If the financial crisis of 2008 has shown anything, it's that deregulation -- a free-market idea championed by Republicans and Democrats alike -- has exactly the opposite effect of what is promised.

Ultimately, it also proves the primitively atavistic nature of human beings: that altruism is an unnatural societal construct and that self-interest is the natural impulse of the human animal. Take away the rules and, rather than benefiting everyone, it benefits only those in the position to exercise power.

It's like the long-refuted notion of trickle-down economics: Given the opportunity to keep more of their money instead of paying taxes, corporations and businessmen don't use that money to create jobs and send more money downward to those in the lower-income brackets. No, they follow human nature and hoard as much for themselves as possible.

Which brings me to Charles Ferguson's compelling, infuriating and comprehensive documentary, Inside Job. In a little less than two hours, Ferguson shows the roots of the near-collapse of 2008, examines the steps that were taken that brought it about, points fingers (with evidence) at the various corporate and financial sector villains who made it possible and those who benefitted most -- and offers a fairly bleak assessment of what the future may hold under an Obama administration grossly infected with the same players who helped it all happen in the first place.

Ferguson's film is the best kind of lecture: one that lays out his thesis, then offers more evidence than you've seen previously to support and bolster his argument. Like the best of these films -- whether it's the flamboyant work of Michael Moore or the careful examination of An Inconvenient Truth -- Inside Job explains complex ideas with a clarity and skill that make them comprehensible to anyone willing to pay attention. But Ferguson does it in a way that doesn't dumb things down to the point of being simplistic.

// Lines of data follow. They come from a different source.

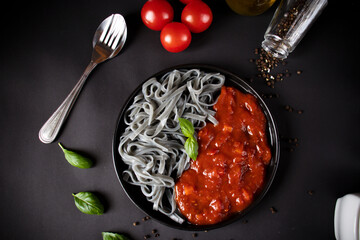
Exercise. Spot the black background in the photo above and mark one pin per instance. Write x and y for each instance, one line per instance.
(46, 47)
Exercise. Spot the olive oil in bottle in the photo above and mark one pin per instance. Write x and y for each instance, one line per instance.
(250, 7)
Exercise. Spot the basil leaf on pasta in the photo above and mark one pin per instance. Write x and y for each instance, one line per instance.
(191, 147)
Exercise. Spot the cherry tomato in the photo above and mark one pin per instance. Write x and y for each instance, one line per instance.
(175, 37)
(197, 16)
(156, 14)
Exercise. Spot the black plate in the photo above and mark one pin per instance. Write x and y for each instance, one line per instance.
(134, 192)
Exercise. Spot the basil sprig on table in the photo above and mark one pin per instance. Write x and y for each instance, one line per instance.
(113, 236)
(191, 146)
(88, 203)
(76, 159)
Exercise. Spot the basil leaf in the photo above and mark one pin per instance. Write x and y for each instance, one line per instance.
(191, 147)
(113, 236)
(76, 159)
(88, 203)
(186, 127)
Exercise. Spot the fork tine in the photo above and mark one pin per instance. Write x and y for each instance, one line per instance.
(106, 28)
(110, 32)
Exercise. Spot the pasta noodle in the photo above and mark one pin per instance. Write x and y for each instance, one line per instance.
(152, 144)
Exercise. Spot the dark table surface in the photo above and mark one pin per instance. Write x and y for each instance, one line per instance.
(46, 47)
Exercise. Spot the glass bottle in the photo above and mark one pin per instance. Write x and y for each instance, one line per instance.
(250, 7)
(291, 21)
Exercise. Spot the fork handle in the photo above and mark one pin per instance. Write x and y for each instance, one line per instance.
(51, 128)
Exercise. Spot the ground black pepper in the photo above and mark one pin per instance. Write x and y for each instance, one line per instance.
(135, 223)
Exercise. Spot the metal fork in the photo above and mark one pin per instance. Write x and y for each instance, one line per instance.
(108, 40)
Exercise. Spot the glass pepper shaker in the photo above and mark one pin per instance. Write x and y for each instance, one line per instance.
(289, 24)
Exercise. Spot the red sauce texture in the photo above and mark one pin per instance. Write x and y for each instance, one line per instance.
(231, 163)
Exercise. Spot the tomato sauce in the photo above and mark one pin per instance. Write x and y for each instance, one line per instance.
(231, 163)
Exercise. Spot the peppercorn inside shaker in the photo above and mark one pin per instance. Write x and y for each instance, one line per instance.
(291, 21)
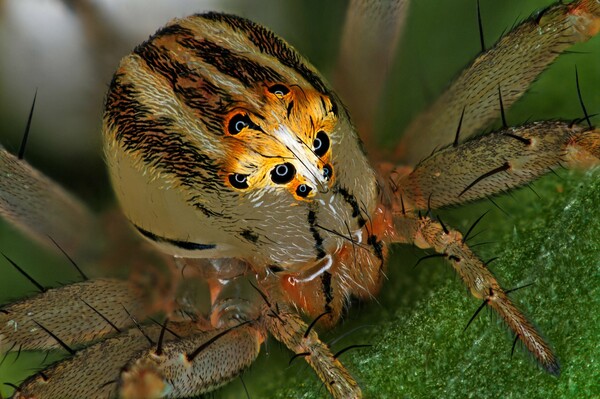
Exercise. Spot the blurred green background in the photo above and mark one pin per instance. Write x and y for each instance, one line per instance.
(551, 238)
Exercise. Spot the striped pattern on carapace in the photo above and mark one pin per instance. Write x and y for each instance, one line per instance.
(213, 121)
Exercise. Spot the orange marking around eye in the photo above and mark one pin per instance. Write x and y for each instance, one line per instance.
(282, 130)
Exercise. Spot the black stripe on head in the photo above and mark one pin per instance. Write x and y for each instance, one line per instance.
(154, 139)
(312, 221)
(268, 43)
(247, 71)
(194, 90)
(190, 246)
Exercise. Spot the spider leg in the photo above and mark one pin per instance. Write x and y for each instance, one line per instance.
(76, 314)
(372, 31)
(192, 366)
(287, 327)
(42, 209)
(93, 372)
(426, 233)
(497, 162)
(539, 40)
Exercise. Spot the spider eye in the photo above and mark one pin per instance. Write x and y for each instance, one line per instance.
(279, 90)
(321, 143)
(303, 190)
(238, 123)
(327, 171)
(238, 180)
(283, 173)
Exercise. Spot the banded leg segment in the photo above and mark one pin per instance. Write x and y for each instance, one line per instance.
(93, 372)
(76, 314)
(511, 65)
(288, 328)
(193, 366)
(425, 233)
(496, 162)
(42, 209)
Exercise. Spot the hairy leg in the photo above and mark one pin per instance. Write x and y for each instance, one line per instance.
(539, 40)
(496, 162)
(426, 233)
(76, 314)
(287, 327)
(191, 366)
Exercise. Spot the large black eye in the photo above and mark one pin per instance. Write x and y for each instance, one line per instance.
(303, 190)
(279, 90)
(238, 180)
(327, 171)
(283, 173)
(321, 143)
(238, 123)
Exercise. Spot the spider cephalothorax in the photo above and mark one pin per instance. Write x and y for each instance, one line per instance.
(230, 153)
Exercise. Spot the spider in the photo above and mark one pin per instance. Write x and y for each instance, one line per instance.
(370, 226)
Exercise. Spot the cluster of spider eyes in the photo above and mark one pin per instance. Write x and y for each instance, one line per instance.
(282, 173)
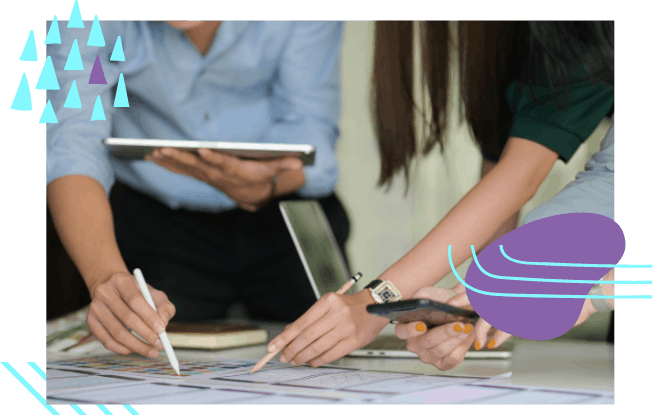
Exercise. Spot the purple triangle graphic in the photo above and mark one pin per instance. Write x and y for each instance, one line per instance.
(97, 74)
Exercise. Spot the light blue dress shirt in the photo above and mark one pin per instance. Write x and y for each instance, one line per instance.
(269, 82)
(591, 192)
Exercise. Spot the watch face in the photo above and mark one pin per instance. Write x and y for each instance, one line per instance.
(386, 293)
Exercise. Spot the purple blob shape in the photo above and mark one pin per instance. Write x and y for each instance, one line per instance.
(582, 238)
(97, 74)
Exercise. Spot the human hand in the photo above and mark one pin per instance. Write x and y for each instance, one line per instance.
(588, 307)
(332, 328)
(445, 346)
(248, 182)
(118, 302)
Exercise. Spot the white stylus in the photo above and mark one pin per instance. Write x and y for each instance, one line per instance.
(163, 336)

The key fact comes early: that, under the Reagan administration, financial restraints and regulations -- which had prevented any serious financial crises since Glass-Steagall was enacted after the start of the Great Depression -- were swept away in a flurry of misguided (or, more accurately, perfectly guided) attempts to give business (particularly the financial sector) a freer hand.

But when your main product is the production of profit -- as opposed to the manufacture of goods -- and most of the rules have been removed, what's to keep greed from giving way to malfeasance? As Ferguson shows over and over, the financial-services sector metastasized like a cancer on the economy, creating complex and dangerous financial instruments to fatten the bottom line without paying attention to the risk to the individual investor or bank customer.